Preparing to run the dbt cloud collector
Setting up pre-requisites for running the collector
Make sure that the machine from where you are running the collector meets the following hardware and software requirements.
Item | Requirement |
---|---|
Hardware (for on-premise runs only) Note: The following specs are based upon running one collector process at a time. Please adjust the hardware if you are running multiple collectors at the same time. | |
RAM | 8 GB |
CPU | 2 Ghz processor |
Software (for on-premise runs only) | |
Docker | Click here to get Docker. |
data.world specific objects (for both cloud and on-premise runs) | |
Dataset | You must have a ddw-catalogs dataset set up to hold your catalog files when you are done running the collector. If you are using Catalog Toolkit , follow these instructions to prepare the datasets for collectors. |
Preparing dbt cloud for collectors
Obtaining account ID, project ID, Job ID, and job run ID
This section talks about generating the account ID, project ID, job ID, and job run ID. You will use this information in the collector command/YAML file.

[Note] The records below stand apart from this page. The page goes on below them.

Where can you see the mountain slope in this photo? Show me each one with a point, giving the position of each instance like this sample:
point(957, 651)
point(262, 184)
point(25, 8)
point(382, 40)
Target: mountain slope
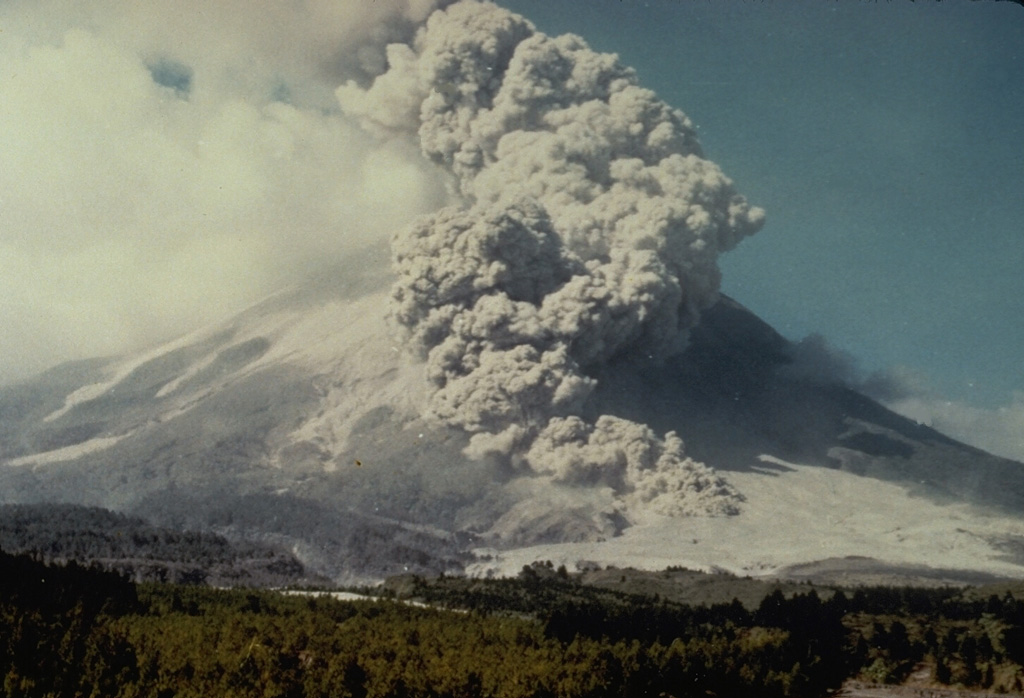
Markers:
point(300, 422)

The dbt cloud collector assumes that your dbt Cloud instance has an environment and job set up with at least one successful run.
To obtain this information:
Under the Deploy menu at the top navigation, go to Jobs.
Copy the Account ID and the Project ID from the URL:
https://cloud.getdbt.com/deploy/<accountID>/projects<projectID>/jobs
Under the Deploy menu, go to Environment, and select the environment that you want to run the collector against.
You can identify the Environment Name from the title on this page, or the Environment ID from the URL:
https://cloud.getdbt.com/deploy/<accountID>/projects<projectID>/environments/<environmentID>
From the Jobs section, select the Job associated with your Environment
You can identify the Job name from the title on this page, or the Job ID from the following URL:
https://cloud.getdbt.com/deploy/<accountID>/projects<projectID>/jobs/<jobID>
If you want the collector to harvest from a specific dbt Cloud job run, and not the most recent successful job run, then from the Job page, click on a specific job run. Copy the Job Run ID from the URL:
https://cloud.getdbt.com/deploy/<accountID>/projects<projectID>/runs/<jobRunID>.
Obtaining dbt Cloud API token
From the top right menu dropdown, select Profile Settings.
Navigate to the API section. Click copy to the right of the API Key.
Create either service token or a account-scoped access token to use with the collector.
You will use this API key for dbt cloud API key (--dbt-cloud-api-key) when setting up the collector to authenticate to dbt cloud.
Updating job execution settings
Important
You must enable this setting to successfully harvest the dbt resources.
Under the Deploy menu at the top navigation, go to Jobs.
From the Environment dropdown, select the environment that you want to run the collector against.
Select the Job associated with your Environment and click Settings.
Under Execution Settings, ensure that Generate docs on run is selected.